わたしの王子様(アイリ視点)
最近、エドはずっと忙しそうで、つまんない。
せーっかく、王妃様――……リュゼリア様と別れて、わたしと結婚できるようになったのに。
今日も治療の為に、わたしの部屋へやって来た、エドを迎え入れる。
「……エド?」
エドは、これ以上ないほど疲れ切った顔をしていた。
「どうしたの、顔色悪いよ」
エドは、頑張り屋さんだから、頑張りすぎちゃったんだね。
そういいながら、ハーブティーを淹れる。
確か今日は、花降祭の挨拶に行くって言ってた。
そこで、何かあったのかな。
……心配だ。エドは、たった一人のわたしの王子様なのに。
「……アイリ」
エドが力なく、わたしの名前を呼ぶ。
「ハーブティーはいいんだ」
「本当にどうしたの、エド」
エドの様子が本当に変だ。
「そんなものはいいから、早く治療を……」
「――飲まないと治療もうまくいかないよ?」
いつも以上に元気がないエドに、微笑んでハーブティーの入ったカップを差し出す。
「……心が落ち着いた状態じゃないと、上手くいくものもいかなくなっちゃう」
「……そう、だな。わかった」
力なく頷いたエドは、わたしからカップを受けとると、ゆっくりとハーブティーを飲んだ。
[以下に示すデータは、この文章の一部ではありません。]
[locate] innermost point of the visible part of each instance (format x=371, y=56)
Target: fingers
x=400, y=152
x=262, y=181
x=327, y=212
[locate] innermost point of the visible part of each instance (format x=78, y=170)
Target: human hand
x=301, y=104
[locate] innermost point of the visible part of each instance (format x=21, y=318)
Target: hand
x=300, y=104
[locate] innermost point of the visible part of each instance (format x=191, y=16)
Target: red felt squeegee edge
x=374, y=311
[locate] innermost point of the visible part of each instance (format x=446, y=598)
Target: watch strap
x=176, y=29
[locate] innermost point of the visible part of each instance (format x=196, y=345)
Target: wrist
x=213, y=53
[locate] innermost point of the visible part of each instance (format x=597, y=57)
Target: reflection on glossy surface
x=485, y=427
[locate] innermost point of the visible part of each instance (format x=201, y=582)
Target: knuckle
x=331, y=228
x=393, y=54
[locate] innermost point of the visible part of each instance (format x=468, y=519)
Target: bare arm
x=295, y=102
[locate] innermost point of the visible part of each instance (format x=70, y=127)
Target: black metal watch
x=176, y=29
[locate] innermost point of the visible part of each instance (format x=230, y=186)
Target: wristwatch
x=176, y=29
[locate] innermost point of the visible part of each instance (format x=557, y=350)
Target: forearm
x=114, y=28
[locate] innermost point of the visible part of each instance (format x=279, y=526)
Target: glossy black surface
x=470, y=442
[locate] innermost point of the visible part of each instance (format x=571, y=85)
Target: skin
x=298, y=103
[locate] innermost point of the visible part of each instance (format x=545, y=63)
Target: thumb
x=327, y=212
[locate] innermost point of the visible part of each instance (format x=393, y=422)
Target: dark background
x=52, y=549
ちゃんと、喉が動いているのを確認して、ほっと息をつく。
「……ちゃんと飲んでくれて良かった」
エドの為だけに毎日配合を考えているハーブティーだ。
だから、きっと、これでエドの心も落ち着くはず。
「すまない、アイリ。……心配をかけたな」
エドは、さっきよりは良くなった顔色で、薄く微笑む。
「……ううん。エド、それでどうしたの?」
エドの隣の椅子に腰かけながら、尋ねる。
「最近、夢見が悪いんだ」
俯きながら、ゆっくりと吐き出された言葉に、耳を傾ける。
「いつも、夢にリュゼリアが出てくる。やっと、夢だとしても、会えたのに。それなのに、いつも、手が届かない」
ぎゅっと、手を悔しそうに握りしめて、エドは続けた。
「それに、リュゼリアは決まって他の男といるんだ。そんなこと、有り得ないのに」
――いつか、それが現実になりそうで怖いんだ。
「……そっかぁ」
それは、確かに怖かっただろう。
エドの気持ちが痛いほどわかる。
「わかるよ。……辛かったね」
エドが、結婚すると聞いた時、絶望した。
なんでって、わたしはちゃんと……のはずなのに。
……でも。
「でもね、大丈夫だよ、エド」
「……アイリ?」
エドが不思議そうな顔で、瞬きをした。
わたしは微笑んで、椅子から立ち上がると、エドの頬を両手で包む。